アベイラビリティゾーン(AZ)とは、一つのリージョン(地域)内に存在する、物理的に分離され、独立した電源、冷却システム、ネットワークを備えたデータセンター群のことです。AZ間は低レイテンシ(低遅延)で高速なネットワークで接続されています。

Multi-AZ構成を採用することにより、システムの一部が配置されているAZ全体が、地震、大規模な停電、洪水などの単一障害点(Single Point of Failure)となるような大規模な障害に見舞われた場合でも、別の健全なAZでシステムが稼働し続けることが保証されます。

主な目的は、単一のデータセンターやAZで発生する障害からシステムを保護し、サービスが継続的に利用できる状態(高可用性)を維持することです。

Multi-AZの技術的仕組みと設計パターン

Multi-AZ構成は、データベースや仮想サーバー(EC2)、ロードバランサーなど、様々なクラウドサービスで異なる仕組みで実装されます。

1. リレーショナルデータベース(RDSなど)での実装

AWSのRDS(Relational Database Service)などのマネージドデータベースサービスでMulti-AZを有効にすると、プライマリデータベースのインスタンスとは別に、異なるAZにスタンバイ(待機系)のインスタンスが自動的にプロビジョニングされます。

  • 同期レプリケーション: プライマリインスタンスへのデータ書き込みは、スタンバイインスタンスへ同期的に複製されます。
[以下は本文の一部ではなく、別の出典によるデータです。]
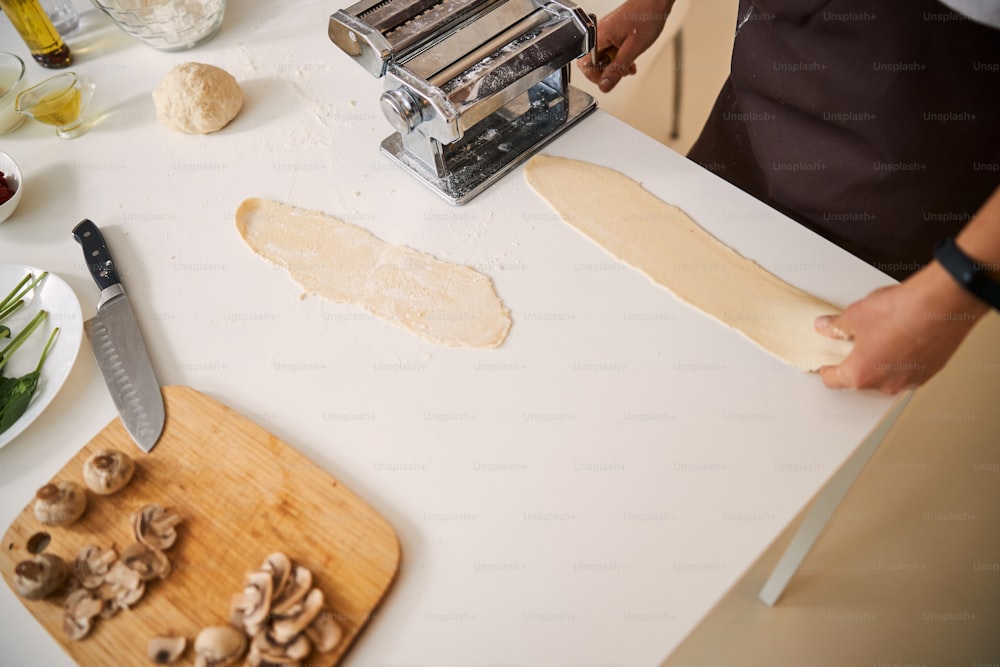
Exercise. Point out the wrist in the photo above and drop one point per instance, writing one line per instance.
(974, 277)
これにより、障害発生時にもデータ損失(RPO)がゼロまたは最小限に抑えられます。
  • 自動フェイルオーバー: プライマリAZに障害が発生した場合、RDSはDNSレコードを自動で更新し、スタンバイインスタンスへの切り替え(フェイルオーバー)を迅速に行います。ユーザーから見ると、一時的な接続断が発生するだけで、アプリケーションは新しいプライマリインスタンスに再接続して処理を再開できます。

2. EC2インスタンスとロードバランサーでの実装

仮想サーバー(EC2)を使用するアプリケーションの場合、Multi-AZはロードバランサー(ALB/NLB)とオートスケーリンググループを組み合わせて実装されます。
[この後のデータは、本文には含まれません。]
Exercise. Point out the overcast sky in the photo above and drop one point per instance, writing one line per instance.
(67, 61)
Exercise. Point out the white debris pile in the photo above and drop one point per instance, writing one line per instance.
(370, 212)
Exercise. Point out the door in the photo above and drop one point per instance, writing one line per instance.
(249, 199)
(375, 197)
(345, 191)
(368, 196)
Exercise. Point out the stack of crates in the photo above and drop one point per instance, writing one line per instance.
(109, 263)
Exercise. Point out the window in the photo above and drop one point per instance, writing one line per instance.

  • 分散配置: オートスケーリンググループが、複数のAZにわたって均等にEC2インスタンスを起動・維持します。
  • トラフィック分散: ロードバランサーが、健全なすべてのAZにあるインスタンスにトラフィックを分散します。
  • AZ障害時: あるAZが利用不能になった場合、ロードバランサーはそのAZ内のインスタンスへのトラフィックを自動的に停止し、残りの健全なAZのインスタンスに処理を継続させます。

Multi-AZの導入効果

効果内容
高可用性(High Availability)サービス停止のリスクを大幅に軽減し、システムの稼働時間を最大化します。
データ耐久性(Data Durability)データベースの同期レプリケーションにより、データが常に複数の物理的に分離された場所に保存されるため、データの損失リスクが極めて低くなります。
災害対策(Disaster Recovery)広い範囲の障害に対応できる、最も基本的なレベルの災害対策が組み込まれています。
Multi-AZの導入効果

Multi-AZは、多くの企業にとって、ミッションクリティカルなシステムをクラウド上で運用するための標準的な設計要件となっています。